The Bugatti marque has a long and interesting history going back to the original Automobiles Ettore Bugatti founded in France in 1909. Since then, Bugatti badged cars have been made in Italy before being bought by the Volkswagen Audi group to make the Veyron and Chiron models most people recognize today.
Bugatti has never made a motorcycle. Over the course of the last century, Bugatti has made many different kinds of vehicles from sleek sedans to racing airplanes to hypercars, but Bugatti has never produced a two-wheeled vehicle.
Bugatti’s design aesthetic is very compatible with the spirit of the motorcycle. A Google search will reveal many artists’ impressions of what a Bugatti motorcycle might look have looked like had any of the marque’s owners over the last century decided to go down that route.
What has Bugatti made?
All car aficionados will be very familiar with the art deco masterpieces of design produced by Ettore in the 1930s in France, arguably the most stylish nation on the planet right behind Italy. Cars such as the Type 41 Royale, the Type 46, and the insanely rare Type 57SV Atlantic completely epitomize the era with long hoods and sumptuous flared arches.
Bugatti also had great success on the race tracks of the 1920s. Bugatti racing cars reached the podiums in most major races between 1925 and 1930, and the Bugatti Type 35 even won the first-ever Monaco Grand Prix.
Not satisfied with speed on the ground, Ettore Bugatti took on the Germans by trying to win the Deutsch de la Meurthe prize. Although it never actually flew, the Bugatti 100P is a stunning airplane that looks fast just standing still.
A more successful project for Ettore was the development of the Autorail Bugatti, a rail engine and carriage which used a car engine to propel itself along the tracks. Despite only being made to sell off surplus car engines from a failed automobile, the project was a success in its own right.
After the creative diversity of Ettore Bugatti, subsequent owners were more conservative in their ambitions for the marque and stuck to building supercars and then hypercars.
Which supercar marques have made motorcycles?

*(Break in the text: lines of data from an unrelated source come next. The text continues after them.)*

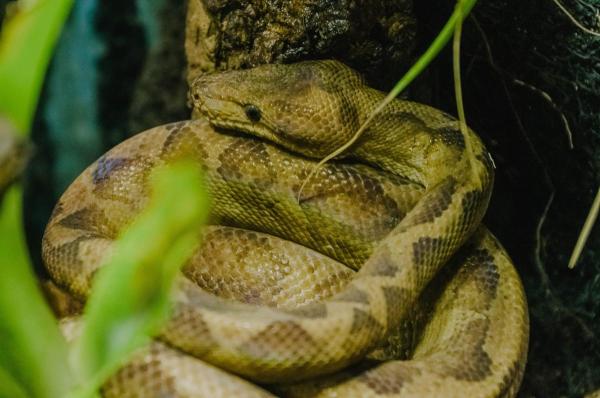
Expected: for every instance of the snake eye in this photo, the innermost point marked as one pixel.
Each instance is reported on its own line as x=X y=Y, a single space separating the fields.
x=253 y=113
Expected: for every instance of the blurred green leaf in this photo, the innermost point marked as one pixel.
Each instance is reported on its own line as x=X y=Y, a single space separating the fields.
x=32 y=351
x=130 y=299
x=9 y=388
x=26 y=44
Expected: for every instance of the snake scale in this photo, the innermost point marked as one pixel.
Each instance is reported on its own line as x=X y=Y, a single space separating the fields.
x=375 y=279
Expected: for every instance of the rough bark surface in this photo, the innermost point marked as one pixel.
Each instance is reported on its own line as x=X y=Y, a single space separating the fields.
x=375 y=37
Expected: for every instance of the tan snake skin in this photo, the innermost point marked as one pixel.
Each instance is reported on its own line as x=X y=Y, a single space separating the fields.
x=397 y=208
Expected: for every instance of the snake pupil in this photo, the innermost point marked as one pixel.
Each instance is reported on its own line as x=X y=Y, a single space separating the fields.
x=253 y=113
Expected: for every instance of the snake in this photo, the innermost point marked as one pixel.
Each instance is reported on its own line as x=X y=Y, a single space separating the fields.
x=372 y=276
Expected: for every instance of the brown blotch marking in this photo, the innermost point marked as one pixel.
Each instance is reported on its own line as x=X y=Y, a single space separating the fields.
x=58 y=258
x=472 y=209
x=468 y=360
x=486 y=159
x=187 y=325
x=389 y=378
x=182 y=143
x=352 y=294
x=396 y=301
x=107 y=166
x=313 y=311
x=487 y=276
x=362 y=320
x=426 y=249
x=90 y=219
x=382 y=264
x=432 y=206
x=451 y=136
x=278 y=339
x=125 y=180
x=348 y=114
x=247 y=160
x=145 y=369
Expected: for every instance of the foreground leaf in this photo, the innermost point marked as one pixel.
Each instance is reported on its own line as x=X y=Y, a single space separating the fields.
x=26 y=44
x=130 y=298
x=33 y=354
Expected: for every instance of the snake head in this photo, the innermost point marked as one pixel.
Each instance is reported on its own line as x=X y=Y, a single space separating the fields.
x=306 y=107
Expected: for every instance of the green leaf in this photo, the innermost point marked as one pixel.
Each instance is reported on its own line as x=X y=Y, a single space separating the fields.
x=130 y=298
x=26 y=44
x=33 y=353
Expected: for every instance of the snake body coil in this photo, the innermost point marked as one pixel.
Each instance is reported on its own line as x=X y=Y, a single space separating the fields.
x=398 y=208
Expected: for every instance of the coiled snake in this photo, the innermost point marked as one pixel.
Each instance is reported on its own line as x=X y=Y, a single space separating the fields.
x=420 y=317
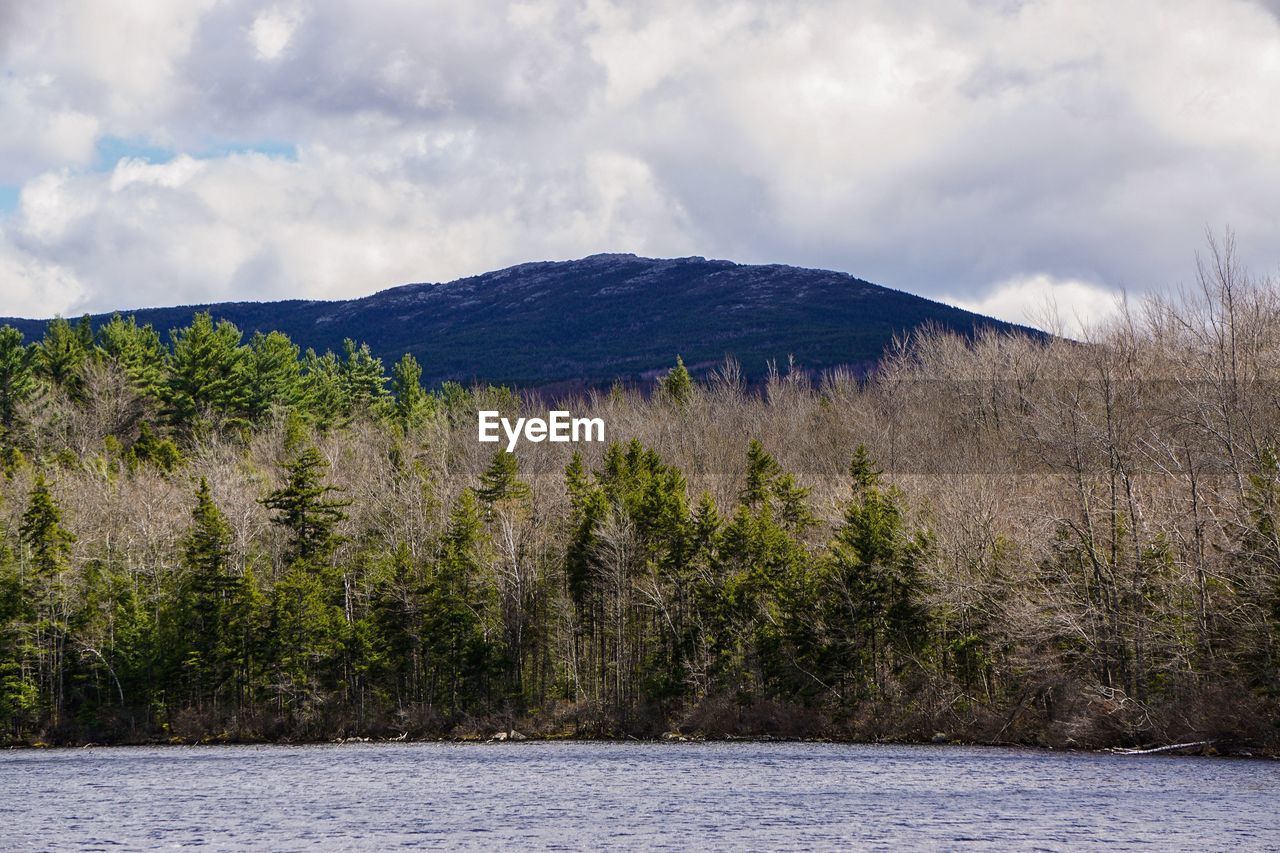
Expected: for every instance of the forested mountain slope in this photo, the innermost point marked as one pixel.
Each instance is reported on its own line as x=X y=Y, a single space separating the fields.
x=598 y=319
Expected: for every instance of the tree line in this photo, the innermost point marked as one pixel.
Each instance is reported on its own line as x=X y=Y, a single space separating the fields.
x=1002 y=539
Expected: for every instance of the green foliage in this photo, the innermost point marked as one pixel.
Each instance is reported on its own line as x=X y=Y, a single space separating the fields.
x=152 y=450
x=677 y=386
x=872 y=583
x=501 y=480
x=411 y=402
x=137 y=351
x=304 y=507
x=209 y=378
x=17 y=381
x=274 y=375
x=63 y=352
x=364 y=381
x=41 y=530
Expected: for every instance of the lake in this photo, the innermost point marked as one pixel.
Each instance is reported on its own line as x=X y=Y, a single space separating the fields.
x=630 y=796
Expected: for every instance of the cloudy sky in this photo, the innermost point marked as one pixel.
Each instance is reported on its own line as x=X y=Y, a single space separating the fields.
x=992 y=153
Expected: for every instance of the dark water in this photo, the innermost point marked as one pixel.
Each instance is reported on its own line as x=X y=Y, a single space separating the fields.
x=630 y=796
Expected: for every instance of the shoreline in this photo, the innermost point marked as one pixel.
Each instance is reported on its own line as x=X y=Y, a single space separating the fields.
x=1180 y=751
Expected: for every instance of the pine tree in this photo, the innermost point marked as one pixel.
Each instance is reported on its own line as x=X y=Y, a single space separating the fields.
x=677 y=386
x=411 y=401
x=364 y=381
x=274 y=374
x=325 y=401
x=41 y=530
x=501 y=480
x=210 y=601
x=209 y=375
x=62 y=355
x=873 y=582
x=137 y=351
x=304 y=507
x=456 y=607
x=17 y=382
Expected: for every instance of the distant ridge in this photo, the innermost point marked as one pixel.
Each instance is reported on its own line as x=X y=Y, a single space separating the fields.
x=600 y=318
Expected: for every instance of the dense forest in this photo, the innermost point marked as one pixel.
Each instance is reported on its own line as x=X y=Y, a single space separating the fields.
x=1005 y=539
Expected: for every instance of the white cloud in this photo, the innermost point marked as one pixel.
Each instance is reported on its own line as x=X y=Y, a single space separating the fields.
x=1066 y=306
x=935 y=146
x=272 y=31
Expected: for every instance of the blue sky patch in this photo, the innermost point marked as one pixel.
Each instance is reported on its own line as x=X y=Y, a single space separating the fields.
x=113 y=149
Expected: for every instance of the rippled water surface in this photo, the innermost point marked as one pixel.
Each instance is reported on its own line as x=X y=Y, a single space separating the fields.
x=634 y=796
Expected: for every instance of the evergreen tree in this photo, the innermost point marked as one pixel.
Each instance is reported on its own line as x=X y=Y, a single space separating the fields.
x=17 y=382
x=48 y=547
x=274 y=374
x=457 y=605
x=677 y=386
x=209 y=375
x=323 y=388
x=411 y=401
x=137 y=351
x=41 y=530
x=873 y=583
x=62 y=355
x=501 y=480
x=211 y=606
x=364 y=381
x=305 y=509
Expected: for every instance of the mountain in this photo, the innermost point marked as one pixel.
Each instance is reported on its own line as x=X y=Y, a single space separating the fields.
x=600 y=318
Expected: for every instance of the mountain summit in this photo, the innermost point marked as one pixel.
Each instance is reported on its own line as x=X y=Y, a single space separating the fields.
x=602 y=318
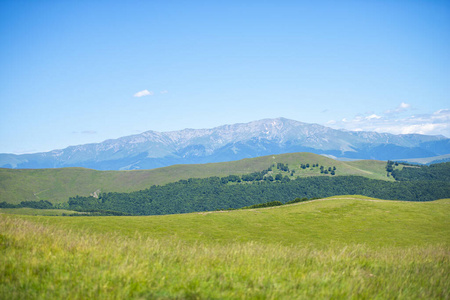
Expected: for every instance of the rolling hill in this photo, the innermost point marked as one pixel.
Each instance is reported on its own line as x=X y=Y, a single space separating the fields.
x=347 y=247
x=57 y=185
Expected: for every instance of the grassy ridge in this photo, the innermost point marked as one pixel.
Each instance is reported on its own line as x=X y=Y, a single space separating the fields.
x=347 y=219
x=57 y=185
x=337 y=248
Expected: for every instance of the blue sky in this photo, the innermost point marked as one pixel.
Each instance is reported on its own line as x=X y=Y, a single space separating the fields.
x=75 y=72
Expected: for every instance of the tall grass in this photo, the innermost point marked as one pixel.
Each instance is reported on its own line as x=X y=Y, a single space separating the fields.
x=42 y=261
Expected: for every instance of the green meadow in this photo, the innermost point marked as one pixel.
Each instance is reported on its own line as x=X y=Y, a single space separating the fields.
x=57 y=185
x=339 y=247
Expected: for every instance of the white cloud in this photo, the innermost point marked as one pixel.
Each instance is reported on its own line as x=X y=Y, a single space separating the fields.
x=89 y=132
x=433 y=124
x=373 y=116
x=143 y=93
x=401 y=108
x=404 y=105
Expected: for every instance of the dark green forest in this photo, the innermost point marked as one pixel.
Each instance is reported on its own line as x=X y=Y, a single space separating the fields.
x=439 y=172
x=232 y=192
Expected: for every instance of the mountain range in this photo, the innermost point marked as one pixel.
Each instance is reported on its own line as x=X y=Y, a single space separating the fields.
x=153 y=149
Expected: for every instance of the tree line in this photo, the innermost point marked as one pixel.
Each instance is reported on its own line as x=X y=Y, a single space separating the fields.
x=214 y=193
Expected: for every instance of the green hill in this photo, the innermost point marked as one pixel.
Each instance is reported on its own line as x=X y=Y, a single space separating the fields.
x=57 y=185
x=347 y=247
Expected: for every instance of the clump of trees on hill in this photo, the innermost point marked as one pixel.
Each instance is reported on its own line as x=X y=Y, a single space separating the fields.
x=213 y=193
x=42 y=204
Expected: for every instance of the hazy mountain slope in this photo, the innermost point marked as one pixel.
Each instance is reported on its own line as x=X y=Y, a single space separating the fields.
x=56 y=185
x=231 y=142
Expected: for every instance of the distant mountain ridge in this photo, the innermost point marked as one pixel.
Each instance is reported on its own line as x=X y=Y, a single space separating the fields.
x=153 y=149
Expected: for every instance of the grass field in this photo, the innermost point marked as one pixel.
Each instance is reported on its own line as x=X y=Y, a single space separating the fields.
x=340 y=247
x=57 y=185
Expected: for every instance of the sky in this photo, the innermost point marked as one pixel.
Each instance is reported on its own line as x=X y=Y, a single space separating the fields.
x=77 y=72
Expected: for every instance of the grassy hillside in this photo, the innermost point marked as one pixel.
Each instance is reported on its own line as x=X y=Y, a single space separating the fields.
x=57 y=185
x=339 y=247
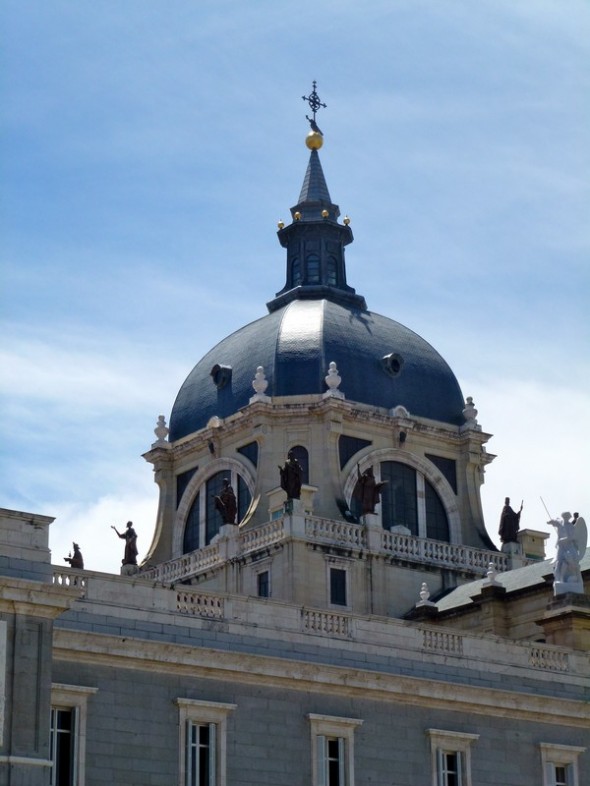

Most supercar manufacturers, with the exception of McLaren, have dabbled with motorcycles at some point in their history. Porsche stuck to making engines for Harley-Davidson, but the others all produced a two-wheeled machine with varying degrees of success.
Lotus had already achieved great success in the bicycle world when it revealed the Lotus C-01 in 2013, which achieved modest sales of only a hundred or so units. The front forks of the bike are strikingly similar to the Lotus 108 pursuit bicycle, as is the carbon-fiber bodywork that wraps the engine in an aerodynamic shell.
In 1995, Ferrari also put their prancing pony on a motorcycle but it was built by David Kay of Britain’s MV Agusta who had asked special permission to build a custom motorcycle in tribute to the recently deceased legend Enzo Ferrari. The one-off custom bike was built from Reynolds 531 steel tubing and was designed in homage to the Testarossa of the time.
Lamborghini, having fallen on hard times despite the success of the Countach, created the Design 50 in 1986 in the hope of reaching new markets when the company came under the control of sugar magnates Jean-Claude and Patrick Mimran rescued the company in 1981. The motorcycle was criticized for looking too much like the Ducati 750 Paso nearly as much as it was for the $10,000 price tag which was perhaps the reason why only six were ever made.
Should Bugatti make a motorcycle?
Bugatti would be treading in well-worn footsteps were they to venture into the world of two-wheeled supersport. Undoubtedly, the VAG group has the funds and the technological capability to produce a truly awesome motorcycle.
Motorcycles, however powerful and technologically brilliant, are always going to be cheaper than a Bugatti hypercar by at least two zeroes, so it is plausible that speed-hungry Chiron owners might add a baby sister to the stable.
However, the middle-aged men who buy hypercars may well think their days riding two-wheeled pocket rockets is behind them. So while motorcycles are very popular with men in their 40s and 50s, they are likely to be drawn to comfortable cruisers more than to the head-down sportbike Bugatti would release.
Given that no supercar manufacturer has succeeded in making motorcycles in the last fifty years, it seems Bugatti would be wise to stick to the four-wheeled machines they know best.